И, записывая этот не одно десятилетие действующий и строго соблюдавшийся порядок, Анна и в нём обнаружила изъян: стольник ничего не пробовал и оказывался безнадзорным, когда входил из сеней в трапезную. Конечно, он был лицом важным, благонадёжным, боярином из родственников великого князя. Но что значит родство перед властью! Она исправила эту оплошность такой записью: «Прежде крайчия и чашника все яства и питьё непременно пробовать стольнику», – и тут вспомнила, что нередко они с Василием снедают у неё в покоях, а сенные девки, боясь потучнеть, вовсе ничего не пробуют, и она им потворствует. Пришлось добавить ещё строку: «Князю кушать и пить надлежит исключительно в трапезной». Но прежде надлежало согласовать с ним это нововведение.

Василий внимательно прочитал написанное и, улыбнувшись, сказал:

– Бережёного бог бережёт! Будь по-твоему! Но учти, отравой и книги пропитывают и даже образа. Александр Македонский пал замертво, примерив подаренный венец. Всего не предусмотреть нам, Лисонька. Последним же заветом ты обрекаешь меня на голодную смерть. Какая трапезная в поле или курной избе! Да и не стану я за собой ораву дармоедов таскать – стольник, ключник, крайчий – и не по одному ведь! Стряпчие назойливостью своей надоели – только у копны какой присядешь, кто-нибудь из них уже тут как тут: «Стульчик, пожалте!»

В последнее время Василий то и дело куда-нибудь отъезжал. И цель его частых отлучек из Переяславля была одна – купля новых угодий и поместий. И каждый раз он пространно объяснял Анне, что заботится о возрастающем семействе, что звание великого князя ничего не значит, коли в брюхе пусто, что сыновей следует обеспечить прилично, да и дочь с пустым сундуком не выпроводишь. Ей было смешно, что Василий заботится о неродившейся дочери, и всю затею она не принимала всерьёз, но не ревновала его к возможным разлучницам – пусть тешится, лишь бы не с Ледрой. И, вспомнив беспутную девку, Анна стала думать, что это она оклеветала великого князя Московского, чтобы отомстить ему и его семейству.

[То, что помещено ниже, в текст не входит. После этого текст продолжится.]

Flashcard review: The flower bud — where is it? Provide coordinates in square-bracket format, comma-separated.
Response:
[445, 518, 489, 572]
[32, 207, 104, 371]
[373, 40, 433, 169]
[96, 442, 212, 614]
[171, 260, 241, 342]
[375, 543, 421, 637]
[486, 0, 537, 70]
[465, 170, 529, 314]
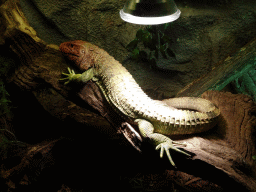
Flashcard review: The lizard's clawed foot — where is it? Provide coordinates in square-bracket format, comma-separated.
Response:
[156, 139, 191, 167]
[60, 67, 81, 85]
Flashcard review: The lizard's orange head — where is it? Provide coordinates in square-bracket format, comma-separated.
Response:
[59, 40, 94, 70]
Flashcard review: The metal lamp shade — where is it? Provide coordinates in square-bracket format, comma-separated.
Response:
[120, 0, 180, 25]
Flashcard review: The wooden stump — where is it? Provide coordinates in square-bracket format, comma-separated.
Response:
[0, 0, 256, 191]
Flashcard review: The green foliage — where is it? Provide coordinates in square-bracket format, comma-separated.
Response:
[0, 129, 26, 160]
[126, 24, 175, 67]
[235, 68, 256, 101]
[0, 46, 15, 116]
[0, 80, 11, 116]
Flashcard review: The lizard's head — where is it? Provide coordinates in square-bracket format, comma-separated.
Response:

И ещё представлялось ей, что Василий посещает Еввулу в мещёрском непроходимом лесу. Анна закрывала глаза и видела лесное озеро, круглое, как блюдо, голубое и чистое. У озера – крохотную, в одно оконце, избушку. На её островерхой, покрытой осиновой щепой крыше сидела Еввула, простоволосая, босоногая, в простой, без вышивки рубахе. Из-под согнутой ладони вглядывалась она в озёрную слепящую гладь. Пустынна была эта гладь и незыблема. Казалось, спокойной и нерушимой пребывать ей вечно. Как вдруг всколыхнулась она, раскололась надвое под узким и быстрым челном. Чайкой слетела Еввула ему навстречу. Анна вздрогнула, открыла глаза: она не желала видеть, что будет дальше.